Il meccanismo elaborato poggia le basi sulla tecnologia pirolitica, a lungo utilizzata per scomporre – o depolimerizzare – i polimeri non desiderati, come i rifiuti plastici, e ottenere un carburante a base di idrocarburi. Un processo che, però, di solito richiede complesse e costose fasi di raffinazione per rendere il combustibile ottenuto effettivamente utilizzabile. O, almeno, richiedeva. Fino ad oggi. Perché Ramesh spiega di aver sviluppato un catalizzatore metallocenico depositato su un materiale di supporto poroso che, combinato a una reazione pirolitica controllata, consente di avere del carburante utilizzabile senza il bisogno di ulteriori passaggi di raffinazione. Lo strumento non è di dimensioni eccessive ed è quindi facilmente trasportabile.

James Holm e Swaminathan Ramesh non sono i soli che si propongono l’obiettivo di ridurre l’inquinamento dovuto ai rifiuti plastici. Scott Phillips, chimico e professore della Pennsylvania State University, sta infatti lavorando a una ‘plastica che scompare’. La rivista New Scientist l’ha paragonato all’antitesi di Babbo Natale perché, uno dei risvolti pratici dei suoi studi, è la creazione di giocattoli di plastica che si autodistruggono.

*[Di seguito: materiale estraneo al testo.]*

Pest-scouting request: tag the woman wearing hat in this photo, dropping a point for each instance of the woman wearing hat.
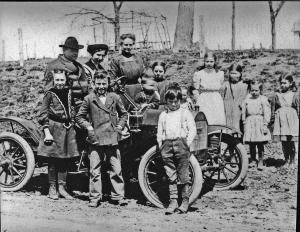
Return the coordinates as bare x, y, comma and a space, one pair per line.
98, 53
66, 62
127, 63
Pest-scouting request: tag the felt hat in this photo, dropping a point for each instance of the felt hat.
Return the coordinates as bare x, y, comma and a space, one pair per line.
149, 84
71, 42
93, 48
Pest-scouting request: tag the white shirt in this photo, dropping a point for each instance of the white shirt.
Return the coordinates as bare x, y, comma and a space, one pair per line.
102, 99
176, 124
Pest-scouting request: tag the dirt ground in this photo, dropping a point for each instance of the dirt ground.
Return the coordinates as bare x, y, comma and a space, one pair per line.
266, 201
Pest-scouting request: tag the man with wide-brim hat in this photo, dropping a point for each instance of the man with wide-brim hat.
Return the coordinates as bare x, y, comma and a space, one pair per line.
98, 53
74, 71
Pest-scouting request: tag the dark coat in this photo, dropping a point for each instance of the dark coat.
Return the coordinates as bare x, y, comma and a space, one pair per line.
103, 118
79, 87
90, 68
132, 68
151, 98
64, 145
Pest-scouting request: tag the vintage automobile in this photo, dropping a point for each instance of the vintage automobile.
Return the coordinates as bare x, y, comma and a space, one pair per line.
218, 160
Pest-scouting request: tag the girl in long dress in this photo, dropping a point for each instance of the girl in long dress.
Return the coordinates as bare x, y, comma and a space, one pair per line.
128, 63
286, 125
235, 92
207, 83
256, 115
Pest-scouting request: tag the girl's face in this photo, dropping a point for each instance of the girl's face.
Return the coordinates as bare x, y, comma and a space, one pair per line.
159, 72
285, 85
209, 62
99, 56
59, 80
234, 76
184, 94
173, 104
255, 91
127, 45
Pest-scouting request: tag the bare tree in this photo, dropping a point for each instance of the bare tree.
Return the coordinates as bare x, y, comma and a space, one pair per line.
99, 16
233, 27
273, 15
183, 39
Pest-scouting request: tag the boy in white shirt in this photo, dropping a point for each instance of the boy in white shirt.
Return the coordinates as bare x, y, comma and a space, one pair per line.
175, 133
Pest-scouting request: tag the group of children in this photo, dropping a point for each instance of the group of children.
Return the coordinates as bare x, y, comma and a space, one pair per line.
244, 108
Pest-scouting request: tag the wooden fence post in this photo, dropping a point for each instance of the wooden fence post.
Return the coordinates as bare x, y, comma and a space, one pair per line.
21, 47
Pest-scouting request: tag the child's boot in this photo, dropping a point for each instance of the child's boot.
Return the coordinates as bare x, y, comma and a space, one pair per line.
52, 192
173, 199
260, 165
185, 199
172, 206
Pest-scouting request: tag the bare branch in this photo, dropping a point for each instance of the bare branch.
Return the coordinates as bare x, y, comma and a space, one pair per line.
120, 5
271, 8
279, 8
85, 11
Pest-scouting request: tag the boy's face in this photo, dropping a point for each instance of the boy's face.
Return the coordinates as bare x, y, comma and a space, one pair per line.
234, 76
159, 72
285, 85
209, 62
173, 104
184, 94
101, 86
59, 80
127, 45
255, 91
99, 56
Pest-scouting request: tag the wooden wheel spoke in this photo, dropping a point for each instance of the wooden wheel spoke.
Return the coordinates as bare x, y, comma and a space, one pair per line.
20, 157
152, 173
1, 171
19, 165
225, 176
230, 163
4, 149
155, 181
12, 175
17, 171
5, 179
12, 155
225, 151
231, 171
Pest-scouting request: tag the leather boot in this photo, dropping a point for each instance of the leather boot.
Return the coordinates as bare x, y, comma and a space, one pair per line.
184, 206
172, 206
63, 192
185, 199
52, 192
260, 165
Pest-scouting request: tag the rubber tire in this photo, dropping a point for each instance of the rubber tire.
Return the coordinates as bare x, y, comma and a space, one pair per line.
196, 187
245, 162
29, 156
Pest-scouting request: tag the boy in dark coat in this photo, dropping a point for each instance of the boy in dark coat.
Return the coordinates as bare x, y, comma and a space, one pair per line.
58, 139
107, 119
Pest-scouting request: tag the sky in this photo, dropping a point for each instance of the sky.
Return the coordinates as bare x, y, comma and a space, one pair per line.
45, 24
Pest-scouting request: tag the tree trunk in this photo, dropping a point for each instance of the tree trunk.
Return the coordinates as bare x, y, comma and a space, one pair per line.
117, 28
183, 39
233, 27
202, 37
273, 33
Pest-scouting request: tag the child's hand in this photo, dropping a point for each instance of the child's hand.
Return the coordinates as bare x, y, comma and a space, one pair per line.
143, 106
92, 139
48, 140
265, 130
190, 104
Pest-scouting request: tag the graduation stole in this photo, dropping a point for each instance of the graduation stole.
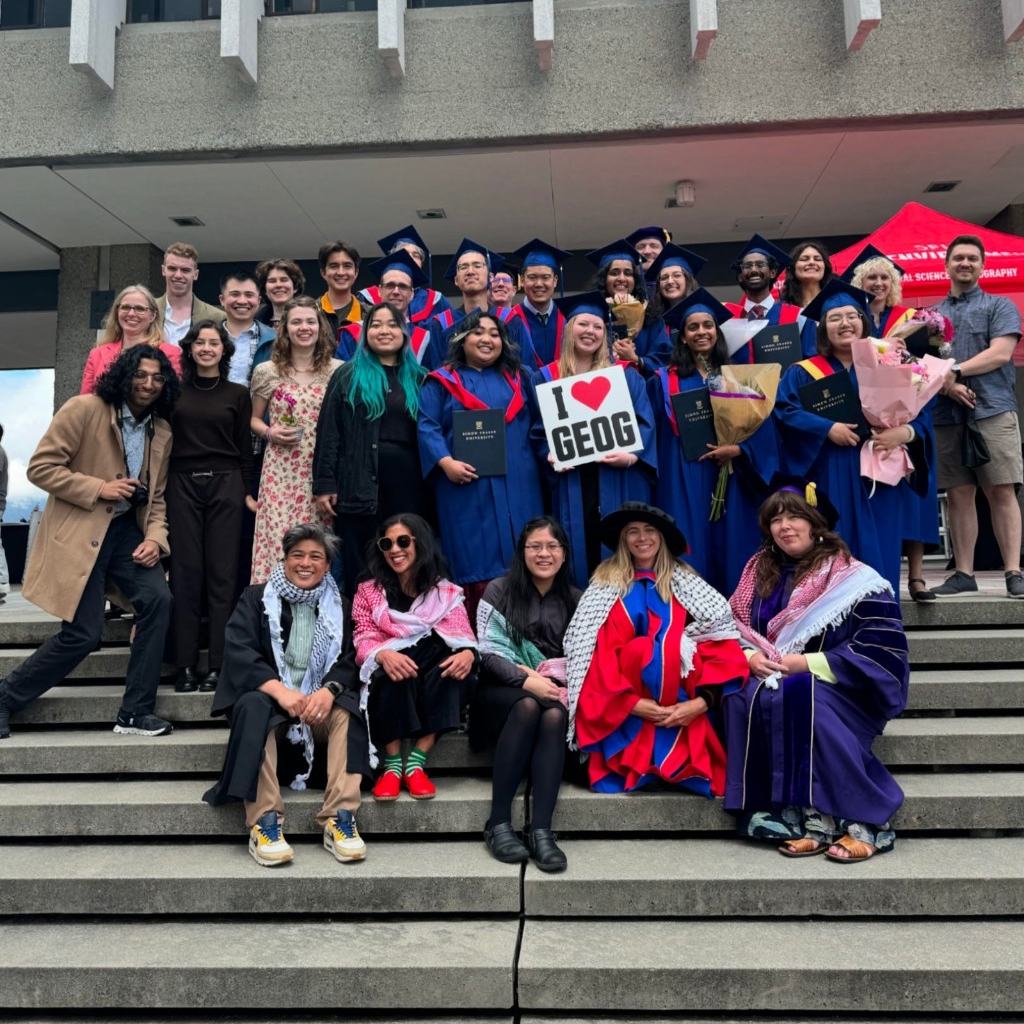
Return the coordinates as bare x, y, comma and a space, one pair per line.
817, 367
520, 313
452, 382
432, 299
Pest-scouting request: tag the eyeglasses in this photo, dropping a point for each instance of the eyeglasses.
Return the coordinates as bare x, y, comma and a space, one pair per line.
386, 544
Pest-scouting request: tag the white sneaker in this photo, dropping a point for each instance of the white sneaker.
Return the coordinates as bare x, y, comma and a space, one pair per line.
267, 844
341, 838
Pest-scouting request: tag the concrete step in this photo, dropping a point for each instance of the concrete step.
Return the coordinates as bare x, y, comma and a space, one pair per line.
799, 967
420, 878
974, 689
987, 740
967, 647
173, 808
186, 751
731, 878
299, 963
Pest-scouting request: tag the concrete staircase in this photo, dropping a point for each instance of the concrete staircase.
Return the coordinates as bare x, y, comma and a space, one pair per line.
123, 897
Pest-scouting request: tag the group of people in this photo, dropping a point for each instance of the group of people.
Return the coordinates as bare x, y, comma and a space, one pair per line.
297, 416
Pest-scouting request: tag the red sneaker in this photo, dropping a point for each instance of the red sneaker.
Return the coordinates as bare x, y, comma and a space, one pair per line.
420, 787
387, 786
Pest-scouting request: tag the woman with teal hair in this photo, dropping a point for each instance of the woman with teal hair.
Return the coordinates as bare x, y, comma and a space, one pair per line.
367, 465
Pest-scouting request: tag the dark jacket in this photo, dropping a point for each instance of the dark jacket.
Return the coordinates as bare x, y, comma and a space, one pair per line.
347, 443
249, 664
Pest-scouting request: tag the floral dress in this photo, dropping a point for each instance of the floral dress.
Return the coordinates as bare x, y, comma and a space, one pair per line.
286, 484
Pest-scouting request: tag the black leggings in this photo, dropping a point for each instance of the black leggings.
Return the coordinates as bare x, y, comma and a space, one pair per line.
534, 736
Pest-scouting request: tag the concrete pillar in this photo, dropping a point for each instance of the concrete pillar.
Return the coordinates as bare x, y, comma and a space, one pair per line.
82, 272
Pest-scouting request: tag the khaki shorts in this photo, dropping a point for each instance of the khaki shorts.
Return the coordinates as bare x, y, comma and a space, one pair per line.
1003, 435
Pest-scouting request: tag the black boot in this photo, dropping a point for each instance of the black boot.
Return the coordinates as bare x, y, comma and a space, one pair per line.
545, 851
187, 681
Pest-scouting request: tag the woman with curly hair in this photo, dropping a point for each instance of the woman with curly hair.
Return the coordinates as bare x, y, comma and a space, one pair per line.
207, 489
652, 650
480, 516
290, 387
828, 668
810, 269
416, 650
132, 320
366, 463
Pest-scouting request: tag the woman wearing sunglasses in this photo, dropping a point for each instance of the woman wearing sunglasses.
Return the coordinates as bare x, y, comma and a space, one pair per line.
415, 649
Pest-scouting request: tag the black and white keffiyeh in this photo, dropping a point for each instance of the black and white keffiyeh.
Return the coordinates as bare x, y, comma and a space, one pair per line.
328, 638
710, 619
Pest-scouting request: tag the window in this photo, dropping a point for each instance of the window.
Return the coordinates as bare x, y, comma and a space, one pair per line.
35, 13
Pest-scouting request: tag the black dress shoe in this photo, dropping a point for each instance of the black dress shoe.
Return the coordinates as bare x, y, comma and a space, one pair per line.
544, 850
504, 843
187, 681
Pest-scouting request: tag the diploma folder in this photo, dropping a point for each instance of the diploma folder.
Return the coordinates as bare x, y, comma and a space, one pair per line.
778, 343
836, 398
695, 422
478, 438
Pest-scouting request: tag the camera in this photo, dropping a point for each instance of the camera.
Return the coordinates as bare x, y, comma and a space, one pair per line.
139, 497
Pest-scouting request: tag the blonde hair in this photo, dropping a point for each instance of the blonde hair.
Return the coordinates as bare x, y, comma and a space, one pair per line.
566, 359
281, 354
875, 264
112, 326
183, 250
619, 570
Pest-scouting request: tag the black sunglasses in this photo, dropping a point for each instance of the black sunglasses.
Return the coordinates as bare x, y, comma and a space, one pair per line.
386, 544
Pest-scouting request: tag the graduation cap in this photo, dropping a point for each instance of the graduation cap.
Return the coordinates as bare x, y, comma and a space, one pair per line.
701, 301
809, 492
616, 250
765, 248
469, 246
673, 255
400, 260
662, 233
404, 236
585, 302
837, 293
868, 252
541, 253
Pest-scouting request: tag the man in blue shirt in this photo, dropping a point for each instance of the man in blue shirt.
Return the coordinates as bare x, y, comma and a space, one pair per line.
980, 385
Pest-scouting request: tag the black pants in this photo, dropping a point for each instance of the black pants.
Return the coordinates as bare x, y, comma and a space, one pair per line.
204, 516
61, 653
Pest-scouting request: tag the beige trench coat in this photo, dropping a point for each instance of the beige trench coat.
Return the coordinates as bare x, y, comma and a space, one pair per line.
81, 450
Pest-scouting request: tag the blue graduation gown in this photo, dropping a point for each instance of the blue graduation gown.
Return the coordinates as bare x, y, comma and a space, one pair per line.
479, 521
718, 550
442, 327
615, 485
809, 742
870, 525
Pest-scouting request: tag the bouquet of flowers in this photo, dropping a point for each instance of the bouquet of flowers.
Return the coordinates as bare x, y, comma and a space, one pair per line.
894, 387
627, 311
741, 398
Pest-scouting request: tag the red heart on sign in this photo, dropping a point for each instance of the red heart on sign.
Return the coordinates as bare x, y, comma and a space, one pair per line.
591, 393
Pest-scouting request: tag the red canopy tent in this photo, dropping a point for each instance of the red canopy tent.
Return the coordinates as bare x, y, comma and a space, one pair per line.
916, 237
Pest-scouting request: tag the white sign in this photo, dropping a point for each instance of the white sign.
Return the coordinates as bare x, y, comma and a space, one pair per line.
588, 417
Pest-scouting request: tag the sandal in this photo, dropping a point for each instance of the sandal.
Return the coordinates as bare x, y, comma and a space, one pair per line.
857, 851
806, 847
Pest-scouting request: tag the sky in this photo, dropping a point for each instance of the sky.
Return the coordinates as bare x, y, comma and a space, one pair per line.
26, 411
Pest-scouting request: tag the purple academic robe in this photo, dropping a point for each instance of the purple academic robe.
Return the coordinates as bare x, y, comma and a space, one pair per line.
809, 742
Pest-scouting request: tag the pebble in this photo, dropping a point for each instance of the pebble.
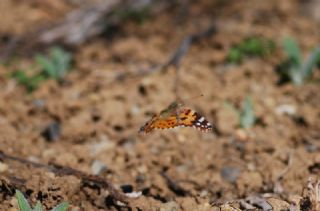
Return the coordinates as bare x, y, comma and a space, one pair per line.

Sembra sia a buon punto.

“Nel nostro laboratorio facciamo scomparire oggetti di plastica tutto il tempo”, spiega Phillips a Galileo. “Ma è importante precisare che quando parliamo di plastica che si dissolve, significa semplicemente che è disegnata in modo tale che quando riceve un segnale specifico o viene a contatto con un determinato ambiente, il polimero (che compone la plastica) semplicemente si scompone in molecole più piccole che sono poi solubili”. C’è, però, ancora tanto lavoro da fare. “Al momento, in quest’area, tutti disegnano i polimeri in modo tale da farli durare per sempre e quindi noi li stiamo, in un certo senso, reinventando”. La sfida maggiore? “Far in modo che tutte le molecole in cui si scompone il polimero non siano tossiche”.